Task 2-n: Those are worker tasks and each operates on the passed-in collection (from Tasks1) of byte arrays and de-serializes byte arrays, sorts them by certain criteria, and then stores a collection of resulting objects (each byte array deserializes into such object) in a Concurrent Dictionary.

Task (n+1) I chose a concurrent dictionary because the job of this task is to merge those collections that are stored in the concurrent dictionary in the same order than how they originated from Task1. I achieve that by passing a collectionID (it is of type int and incremented for each new collection within Task1) all the way down from Task1 to this task. This task basically checks whether the next expected collectionID is already stored in the concurrent dictionary and if yes, takes it out, adds it to a Final Queue and checks for the next collection in the concurrent dictionary.

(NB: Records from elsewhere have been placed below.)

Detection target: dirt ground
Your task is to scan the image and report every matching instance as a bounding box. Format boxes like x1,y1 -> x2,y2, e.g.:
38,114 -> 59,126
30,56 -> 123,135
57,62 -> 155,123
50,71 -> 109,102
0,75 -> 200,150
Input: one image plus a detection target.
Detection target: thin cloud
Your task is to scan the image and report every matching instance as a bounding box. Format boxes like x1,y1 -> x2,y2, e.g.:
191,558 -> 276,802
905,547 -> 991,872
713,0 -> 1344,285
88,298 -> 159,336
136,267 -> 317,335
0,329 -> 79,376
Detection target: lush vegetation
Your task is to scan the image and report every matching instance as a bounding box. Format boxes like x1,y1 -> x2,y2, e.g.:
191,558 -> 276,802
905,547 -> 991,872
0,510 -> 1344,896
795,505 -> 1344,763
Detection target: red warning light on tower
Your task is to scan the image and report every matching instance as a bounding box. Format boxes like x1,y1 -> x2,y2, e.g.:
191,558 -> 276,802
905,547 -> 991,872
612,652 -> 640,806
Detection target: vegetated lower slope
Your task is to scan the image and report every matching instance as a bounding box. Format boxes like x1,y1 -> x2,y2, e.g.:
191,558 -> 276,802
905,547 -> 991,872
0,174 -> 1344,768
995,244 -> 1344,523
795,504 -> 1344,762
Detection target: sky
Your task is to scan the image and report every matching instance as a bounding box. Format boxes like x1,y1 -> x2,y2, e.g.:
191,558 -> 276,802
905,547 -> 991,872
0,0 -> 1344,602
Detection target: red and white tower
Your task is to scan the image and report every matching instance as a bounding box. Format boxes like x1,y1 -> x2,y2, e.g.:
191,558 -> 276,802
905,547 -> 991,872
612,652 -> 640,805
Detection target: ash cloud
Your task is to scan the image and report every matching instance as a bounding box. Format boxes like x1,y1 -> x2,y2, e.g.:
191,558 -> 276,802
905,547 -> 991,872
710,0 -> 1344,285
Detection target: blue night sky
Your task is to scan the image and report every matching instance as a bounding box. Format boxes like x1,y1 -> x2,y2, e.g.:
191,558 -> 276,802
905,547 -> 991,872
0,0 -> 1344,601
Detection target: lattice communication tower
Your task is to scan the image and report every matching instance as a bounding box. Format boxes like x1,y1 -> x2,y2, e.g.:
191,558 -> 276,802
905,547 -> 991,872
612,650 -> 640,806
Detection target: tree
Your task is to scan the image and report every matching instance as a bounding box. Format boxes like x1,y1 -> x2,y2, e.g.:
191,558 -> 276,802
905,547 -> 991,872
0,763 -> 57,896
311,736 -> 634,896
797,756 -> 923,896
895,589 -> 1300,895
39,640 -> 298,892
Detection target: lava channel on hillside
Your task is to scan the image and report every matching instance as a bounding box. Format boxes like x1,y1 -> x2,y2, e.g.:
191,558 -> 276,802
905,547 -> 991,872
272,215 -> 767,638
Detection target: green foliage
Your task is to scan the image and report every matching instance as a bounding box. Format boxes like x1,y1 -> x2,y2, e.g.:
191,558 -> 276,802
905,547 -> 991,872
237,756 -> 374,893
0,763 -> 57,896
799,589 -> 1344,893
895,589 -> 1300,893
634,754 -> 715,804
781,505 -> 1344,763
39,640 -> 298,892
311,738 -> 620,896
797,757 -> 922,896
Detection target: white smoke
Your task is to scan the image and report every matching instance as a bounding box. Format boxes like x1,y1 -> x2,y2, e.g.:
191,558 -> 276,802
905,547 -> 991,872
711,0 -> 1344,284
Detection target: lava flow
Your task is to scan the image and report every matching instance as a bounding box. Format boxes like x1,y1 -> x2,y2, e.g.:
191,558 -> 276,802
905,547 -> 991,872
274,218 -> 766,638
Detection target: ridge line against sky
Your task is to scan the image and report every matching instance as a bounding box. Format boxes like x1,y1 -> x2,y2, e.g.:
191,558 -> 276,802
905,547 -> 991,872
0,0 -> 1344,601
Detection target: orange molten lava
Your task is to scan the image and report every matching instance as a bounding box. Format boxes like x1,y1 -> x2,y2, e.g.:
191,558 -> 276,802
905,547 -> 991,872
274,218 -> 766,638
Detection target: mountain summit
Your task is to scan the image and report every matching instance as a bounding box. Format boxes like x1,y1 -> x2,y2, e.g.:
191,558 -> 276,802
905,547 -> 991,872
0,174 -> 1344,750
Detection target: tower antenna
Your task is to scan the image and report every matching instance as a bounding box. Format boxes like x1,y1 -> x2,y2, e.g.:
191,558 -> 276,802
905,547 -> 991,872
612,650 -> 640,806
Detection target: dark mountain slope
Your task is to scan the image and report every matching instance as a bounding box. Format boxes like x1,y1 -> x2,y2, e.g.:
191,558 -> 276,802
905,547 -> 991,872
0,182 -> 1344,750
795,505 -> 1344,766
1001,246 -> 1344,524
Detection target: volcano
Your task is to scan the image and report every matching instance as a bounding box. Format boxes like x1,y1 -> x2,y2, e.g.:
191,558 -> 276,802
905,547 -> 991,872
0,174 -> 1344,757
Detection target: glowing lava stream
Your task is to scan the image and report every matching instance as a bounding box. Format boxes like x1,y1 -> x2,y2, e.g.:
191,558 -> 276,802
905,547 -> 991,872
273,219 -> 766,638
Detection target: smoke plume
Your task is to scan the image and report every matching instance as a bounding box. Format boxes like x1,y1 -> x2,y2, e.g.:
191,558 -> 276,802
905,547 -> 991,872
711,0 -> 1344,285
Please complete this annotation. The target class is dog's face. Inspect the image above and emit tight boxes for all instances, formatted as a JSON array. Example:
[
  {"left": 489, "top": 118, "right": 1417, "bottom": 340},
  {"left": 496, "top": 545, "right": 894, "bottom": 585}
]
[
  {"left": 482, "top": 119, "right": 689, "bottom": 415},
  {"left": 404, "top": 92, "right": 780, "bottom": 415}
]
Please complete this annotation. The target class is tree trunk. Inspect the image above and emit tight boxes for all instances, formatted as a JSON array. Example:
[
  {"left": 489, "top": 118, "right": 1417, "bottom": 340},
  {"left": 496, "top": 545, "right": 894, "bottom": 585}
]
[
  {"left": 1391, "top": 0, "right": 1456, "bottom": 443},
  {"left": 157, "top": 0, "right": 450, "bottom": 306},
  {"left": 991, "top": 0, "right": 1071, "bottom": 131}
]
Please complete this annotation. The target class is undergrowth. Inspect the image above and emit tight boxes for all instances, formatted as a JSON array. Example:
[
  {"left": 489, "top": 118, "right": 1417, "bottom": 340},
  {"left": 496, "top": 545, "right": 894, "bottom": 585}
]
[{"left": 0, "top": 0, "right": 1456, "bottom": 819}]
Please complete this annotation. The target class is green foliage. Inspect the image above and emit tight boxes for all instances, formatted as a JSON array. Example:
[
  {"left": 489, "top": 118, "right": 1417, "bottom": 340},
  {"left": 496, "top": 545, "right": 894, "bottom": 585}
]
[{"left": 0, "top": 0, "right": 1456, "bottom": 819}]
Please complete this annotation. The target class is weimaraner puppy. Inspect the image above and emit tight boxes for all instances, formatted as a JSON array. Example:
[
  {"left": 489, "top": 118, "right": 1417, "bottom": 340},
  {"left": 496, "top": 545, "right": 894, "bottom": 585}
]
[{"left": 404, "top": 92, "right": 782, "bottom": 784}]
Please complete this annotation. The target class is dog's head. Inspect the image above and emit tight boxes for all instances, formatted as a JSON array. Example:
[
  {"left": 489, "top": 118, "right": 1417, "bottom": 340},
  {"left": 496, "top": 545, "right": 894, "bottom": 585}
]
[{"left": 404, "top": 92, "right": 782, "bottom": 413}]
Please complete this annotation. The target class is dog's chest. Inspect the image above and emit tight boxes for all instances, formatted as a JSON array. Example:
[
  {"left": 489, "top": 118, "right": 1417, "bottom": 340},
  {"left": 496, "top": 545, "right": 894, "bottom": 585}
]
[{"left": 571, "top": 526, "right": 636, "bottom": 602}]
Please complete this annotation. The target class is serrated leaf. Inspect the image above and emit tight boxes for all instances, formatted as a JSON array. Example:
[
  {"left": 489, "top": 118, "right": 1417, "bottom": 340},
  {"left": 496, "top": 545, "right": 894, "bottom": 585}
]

Now, from what I have read and the videos I watched it seems to me that TPL Dataflow may be the perfect candidate for such producer/consumer model. I just do not seem to be able to devise a design and thus get started because I have never worked with TPL Dataflow. In terms of throughput and latency is this library even up to the task? I currently process 2.5 million byte arrays and thus objects per second in the resulting collections. Can TPL Dataflow help to simplify? I am especially interested in the answer to the following question: Can TPL Dataflow preserve the order of collection batches from Task1 when spawning off worker tasks and re-merging them once the worker tasks have done their work? Does it optimize things? Having profiled the whole structure I feel there is quite some time wasted due to spinning and too many concurrent collections involved.

Any ideas, thoughts?

Solution

EDIT: Turns out I was very wrong. TransformBlock does return items in the same order they came in, even if it is configured for parallelism. Because of that, the code in my original answer is completely useless and normal TransformBlock can be used instead.

Original answer:

As far as I know only one parallelism construct in .Net supports returning processed items in the order they came in: PLINQ with AsOrdered(). But it seems to me that PLINQ doesn't fit what you want well.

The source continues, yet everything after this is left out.